Dalam pencanangan negeri 1000 megalit ini akan dilaksanakan serangkaian kegiatan berupa apel 1000 pemuda. Bahkan akan dilaksanakan pula camping ground. Namun, lokasi kegiatan apel 100 pemuda dilaksanakan di Desa Wuasa, Kecamatan Lore Utara. Sedangkan kegiatan camping ground dilaksanakan di kawasan Adat Mpolenda, Desa Wanga, Kecamatan Lore Peore.
Hal itu telah ditandai dengan penandatanganan surat keputusan panitia pelaksana pencanangan negeri 1000 megalit oleh Gubernur Sulteng H. Rusdy Mastura, usai memimpin langsung rapat yang bertempat di Meeting Room, Capitol Suites pada Jum’at, 7 Juli 2023.
Dalam rapat tersebut dihadiri para pimpinan organisasi perangkat daerah (OPD) dilingkup Pemprov Sulteng.
BACA JUGA: Pemprov Sulteng Kesulitan Wujudkan Negeri 1000 Megalit
Saat memimpin rapat persiapan tersebut, Gubernur Rusdy Mastura menyampaikan, agar seluruh perangkat daerah mengambil peran dalam kegiatan pencanangan negeri 1000 megalit dan apel 1000 pemuda sesuai tugasnya masing-masing.

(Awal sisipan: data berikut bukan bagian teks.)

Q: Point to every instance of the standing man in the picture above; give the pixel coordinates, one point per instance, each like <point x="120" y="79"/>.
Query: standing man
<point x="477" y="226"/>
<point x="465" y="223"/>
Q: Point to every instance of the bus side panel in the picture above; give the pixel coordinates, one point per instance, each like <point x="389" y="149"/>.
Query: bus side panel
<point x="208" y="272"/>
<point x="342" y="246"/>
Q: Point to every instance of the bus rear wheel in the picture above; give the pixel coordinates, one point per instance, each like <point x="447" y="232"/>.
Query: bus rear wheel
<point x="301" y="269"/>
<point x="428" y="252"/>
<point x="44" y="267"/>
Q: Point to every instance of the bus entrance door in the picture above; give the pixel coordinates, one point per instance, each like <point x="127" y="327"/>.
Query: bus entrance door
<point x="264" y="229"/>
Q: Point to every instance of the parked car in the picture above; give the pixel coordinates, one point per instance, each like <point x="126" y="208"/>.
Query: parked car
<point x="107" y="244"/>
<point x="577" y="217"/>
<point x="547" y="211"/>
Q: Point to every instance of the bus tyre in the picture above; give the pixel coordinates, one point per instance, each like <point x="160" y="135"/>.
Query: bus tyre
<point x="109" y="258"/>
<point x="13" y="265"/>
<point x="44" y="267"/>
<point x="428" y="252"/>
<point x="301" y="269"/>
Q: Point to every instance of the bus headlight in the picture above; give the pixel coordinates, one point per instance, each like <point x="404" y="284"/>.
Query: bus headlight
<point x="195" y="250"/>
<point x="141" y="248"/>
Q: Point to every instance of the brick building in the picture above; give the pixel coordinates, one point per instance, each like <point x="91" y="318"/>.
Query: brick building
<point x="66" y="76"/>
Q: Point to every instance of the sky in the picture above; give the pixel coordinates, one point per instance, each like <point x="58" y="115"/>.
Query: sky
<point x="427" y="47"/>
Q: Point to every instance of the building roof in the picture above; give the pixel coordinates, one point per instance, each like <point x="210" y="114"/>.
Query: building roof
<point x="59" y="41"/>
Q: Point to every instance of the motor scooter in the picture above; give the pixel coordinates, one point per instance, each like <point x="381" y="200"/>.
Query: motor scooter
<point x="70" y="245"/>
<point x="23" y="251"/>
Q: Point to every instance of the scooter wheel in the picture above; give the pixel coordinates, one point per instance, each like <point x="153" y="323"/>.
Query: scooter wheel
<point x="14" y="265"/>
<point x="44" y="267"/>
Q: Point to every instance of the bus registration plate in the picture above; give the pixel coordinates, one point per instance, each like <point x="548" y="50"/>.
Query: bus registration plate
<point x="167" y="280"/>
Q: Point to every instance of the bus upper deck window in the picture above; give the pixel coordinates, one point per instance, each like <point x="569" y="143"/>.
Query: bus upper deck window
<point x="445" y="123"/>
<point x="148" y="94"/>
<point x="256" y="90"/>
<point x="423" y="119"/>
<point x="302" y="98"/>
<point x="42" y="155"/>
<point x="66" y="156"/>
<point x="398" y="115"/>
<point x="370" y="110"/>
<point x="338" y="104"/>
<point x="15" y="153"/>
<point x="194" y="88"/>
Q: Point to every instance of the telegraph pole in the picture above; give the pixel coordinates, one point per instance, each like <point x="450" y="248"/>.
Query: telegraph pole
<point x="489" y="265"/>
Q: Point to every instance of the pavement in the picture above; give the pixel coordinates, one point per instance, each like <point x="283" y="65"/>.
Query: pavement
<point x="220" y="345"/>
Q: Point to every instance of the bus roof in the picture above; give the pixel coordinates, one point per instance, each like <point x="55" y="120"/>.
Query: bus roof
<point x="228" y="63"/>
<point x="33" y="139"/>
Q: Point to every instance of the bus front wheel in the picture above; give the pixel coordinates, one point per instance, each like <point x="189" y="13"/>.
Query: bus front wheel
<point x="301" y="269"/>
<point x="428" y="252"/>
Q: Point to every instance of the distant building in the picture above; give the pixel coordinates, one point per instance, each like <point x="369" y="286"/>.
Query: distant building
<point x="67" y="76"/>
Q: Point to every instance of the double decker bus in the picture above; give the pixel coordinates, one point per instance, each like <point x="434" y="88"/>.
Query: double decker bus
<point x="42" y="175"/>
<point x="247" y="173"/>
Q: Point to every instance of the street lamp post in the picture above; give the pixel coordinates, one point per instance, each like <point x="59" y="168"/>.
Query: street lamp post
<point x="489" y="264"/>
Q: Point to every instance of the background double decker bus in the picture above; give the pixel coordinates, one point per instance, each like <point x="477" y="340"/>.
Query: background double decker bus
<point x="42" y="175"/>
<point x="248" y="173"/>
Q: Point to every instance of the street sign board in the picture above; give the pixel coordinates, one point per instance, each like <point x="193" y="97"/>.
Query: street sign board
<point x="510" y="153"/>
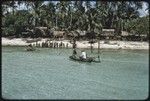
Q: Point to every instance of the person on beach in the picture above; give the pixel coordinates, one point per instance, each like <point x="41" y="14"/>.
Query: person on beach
<point x="83" y="55"/>
<point x="74" y="44"/>
<point x="74" y="53"/>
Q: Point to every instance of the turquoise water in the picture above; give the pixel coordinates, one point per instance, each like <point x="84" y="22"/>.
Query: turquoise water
<point x="50" y="74"/>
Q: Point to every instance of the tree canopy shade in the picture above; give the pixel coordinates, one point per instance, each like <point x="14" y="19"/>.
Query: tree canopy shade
<point x="73" y="15"/>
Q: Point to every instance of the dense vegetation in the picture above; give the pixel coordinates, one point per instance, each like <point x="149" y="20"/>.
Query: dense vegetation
<point x="73" y="15"/>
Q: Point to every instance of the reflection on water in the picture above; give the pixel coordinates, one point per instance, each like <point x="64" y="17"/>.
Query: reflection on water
<point x="50" y="74"/>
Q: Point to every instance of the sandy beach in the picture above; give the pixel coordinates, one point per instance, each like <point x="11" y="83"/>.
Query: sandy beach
<point x="80" y="44"/>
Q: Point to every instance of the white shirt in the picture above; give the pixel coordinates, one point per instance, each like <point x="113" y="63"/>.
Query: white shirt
<point x="83" y="55"/>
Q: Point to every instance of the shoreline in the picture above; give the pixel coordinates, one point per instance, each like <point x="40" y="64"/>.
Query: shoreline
<point x="80" y="44"/>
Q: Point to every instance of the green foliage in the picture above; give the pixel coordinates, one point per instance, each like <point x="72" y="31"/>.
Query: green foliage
<point x="74" y="15"/>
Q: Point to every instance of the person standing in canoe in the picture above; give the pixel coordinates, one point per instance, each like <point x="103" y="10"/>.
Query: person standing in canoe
<point x="83" y="55"/>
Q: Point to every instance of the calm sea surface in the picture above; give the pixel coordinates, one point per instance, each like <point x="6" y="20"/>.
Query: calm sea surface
<point x="50" y="74"/>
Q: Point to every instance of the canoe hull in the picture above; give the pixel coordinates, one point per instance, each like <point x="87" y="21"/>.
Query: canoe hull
<point x="81" y="60"/>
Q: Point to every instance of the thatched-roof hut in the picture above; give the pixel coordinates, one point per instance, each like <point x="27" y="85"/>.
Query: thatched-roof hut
<point x="58" y="34"/>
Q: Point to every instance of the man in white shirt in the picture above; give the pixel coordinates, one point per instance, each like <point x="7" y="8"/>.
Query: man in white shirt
<point x="83" y="55"/>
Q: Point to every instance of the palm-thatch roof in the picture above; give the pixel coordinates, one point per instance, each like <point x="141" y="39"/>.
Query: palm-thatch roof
<point x="58" y="33"/>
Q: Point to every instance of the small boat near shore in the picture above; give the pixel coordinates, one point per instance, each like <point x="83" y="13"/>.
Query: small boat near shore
<point x="30" y="49"/>
<point x="89" y="59"/>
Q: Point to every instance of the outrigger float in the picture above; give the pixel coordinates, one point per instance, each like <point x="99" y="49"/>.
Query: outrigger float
<point x="89" y="59"/>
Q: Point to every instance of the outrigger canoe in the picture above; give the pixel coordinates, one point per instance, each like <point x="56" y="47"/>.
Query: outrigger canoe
<point x="30" y="49"/>
<point x="89" y="59"/>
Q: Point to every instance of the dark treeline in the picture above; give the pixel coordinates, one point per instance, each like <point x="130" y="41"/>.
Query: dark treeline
<point x="73" y="15"/>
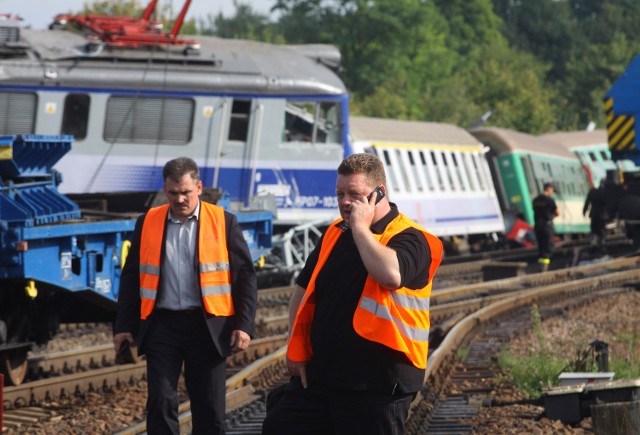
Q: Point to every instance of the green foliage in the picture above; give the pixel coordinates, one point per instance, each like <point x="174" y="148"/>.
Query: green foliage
<point x="538" y="66"/>
<point x="533" y="374"/>
<point x="627" y="364"/>
<point x="540" y="369"/>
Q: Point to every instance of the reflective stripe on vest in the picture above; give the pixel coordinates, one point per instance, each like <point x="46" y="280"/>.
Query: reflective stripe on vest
<point x="213" y="259"/>
<point x="398" y="319"/>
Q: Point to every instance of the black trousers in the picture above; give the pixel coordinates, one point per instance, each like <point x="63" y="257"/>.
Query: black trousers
<point x="544" y="237"/>
<point x="322" y="410"/>
<point x="598" y="229"/>
<point x="174" y="339"/>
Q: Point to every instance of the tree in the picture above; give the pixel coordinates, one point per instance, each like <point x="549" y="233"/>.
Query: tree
<point x="245" y="24"/>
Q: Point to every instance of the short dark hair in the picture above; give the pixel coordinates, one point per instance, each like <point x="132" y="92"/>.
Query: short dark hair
<point x="364" y="163"/>
<point x="177" y="168"/>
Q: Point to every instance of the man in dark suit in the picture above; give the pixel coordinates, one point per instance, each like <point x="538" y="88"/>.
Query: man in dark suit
<point x="188" y="294"/>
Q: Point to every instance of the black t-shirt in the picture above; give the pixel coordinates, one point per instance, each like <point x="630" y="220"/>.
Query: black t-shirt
<point x="341" y="358"/>
<point x="597" y="199"/>
<point x="544" y="209"/>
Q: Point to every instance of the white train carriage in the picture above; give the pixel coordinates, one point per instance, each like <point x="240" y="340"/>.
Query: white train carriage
<point x="437" y="174"/>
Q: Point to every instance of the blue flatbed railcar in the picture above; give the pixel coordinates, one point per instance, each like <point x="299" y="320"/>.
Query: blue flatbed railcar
<point x="58" y="264"/>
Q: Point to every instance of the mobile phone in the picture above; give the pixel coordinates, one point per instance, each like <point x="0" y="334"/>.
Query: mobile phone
<point x="379" y="194"/>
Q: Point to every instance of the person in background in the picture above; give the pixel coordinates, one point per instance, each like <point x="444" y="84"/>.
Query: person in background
<point x="544" y="211"/>
<point x="596" y="205"/>
<point x="188" y="294"/>
<point x="358" y="316"/>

BACA JUGA: Gubernur Sulteng Kenalkan Destinasi Wisata 1000 Megalit
“Persiapkan semua syarat administrasi untuk kita usulkan ke Unesco, agar situs-situs itu ditetapkan menjadi warisan dunia. Situs megalit yang ada di tiga lembah itu merupakan situs tertua di Indonesia, bahkan dunia,” Rusdy Mastura.
Ia berkeinginan untuk mengundang Presiden Joko Widodo dalam kegiatan pencanangan negeri 1000 megalit, agar keberadaan situs-situs tersebut dapat diketahui secara nasional, terutama pada kementerian teknis.
“Presiden dan para menteri tidak tau situs megalit yang ada di Sulawesi Tengah. Makanya mereka diundang, agar ada kolaborasi pembiayaan antara pusat dan daerah dalam melaksanakan pembangunan maupun pengembangan di kawasan megalit, terutama pada infrastrukturnya,” katanya.